Abstract

INTRODUCTION: Percutaneous endoscopic gastrostomy (PEG) tubes allow for long-term nutritional support in patients with preserved gastrointestinal function and dysphagia. The procedure and long-term presence of a PEG tube is well tolerated, with a complication rate of 0.4% to 4.4%. Adverse events include infection, skin breakdown, and aspiration. Upper GI bleeding, secondary to gastric or duodenal pressure ulcers is a rare complication. We present a case of duodenal pressure ulcers secondary to a PEG tube, along with a review of the literature and a proposed mechanism for this injury. CASE DESCRIPTION/METHODS: A 94-year-old non-verbal woman with a history of dementia and oral squamous cell carcinoma presented to the ED for RLQ abdominal pain. She was found to have leakage around the replacement PEG tube. Given comorbidities, patient was initially managed conservatively, but eventually underwent an endoscopy (EGD) due to persistent melena and down trending hemoglobin. The EGD demonstrated that the intragastric retention balloon had migrated beyond the pyloric channel resulting in a partial gastric outlet obstruction. The balloon was deflated revealing a large nonbleeding duodenal pressure ulcer. Since no stigmata of bleeding were identified, the replacement PEG was removed and new mushroom catheter and internal bumper was placed through the original tract. The patient was placed on an IV PPI to allow for adequate healing and melena resolved. DISCUSSION: Standard replacement PEG tubes are secured with an external bumper on the skin with an intragastric saline filled balloon. Ideal distance between the retainer and skin is 1-2 cm.
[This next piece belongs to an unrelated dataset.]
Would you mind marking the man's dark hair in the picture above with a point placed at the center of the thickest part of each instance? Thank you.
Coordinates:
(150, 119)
If a PEG balloon is pulled too tightly there is a risk for pressure ulcer formation at the gastrostomy site. Conversely, if the PEG tube is too loose there is the risk of PEG balloon migration. With intense gastric peristalsis, the saline-filled balloon can migrate through the stomach, pylorus, and into the duodenum. While this is rare, case reports of gastric and duodenal outlet obstruction have been observed. In this case, the migration of the balloon into the duodenum led to a partial gastric outlet obstruction leading the patient to present with leakage, pain, melena, and anemia due to a large duodenal pressure ulcer. Proper PEG placement and care should be the main source of pressure ulcer prevention, and this rare complication should be considered in patients with melena and anemia.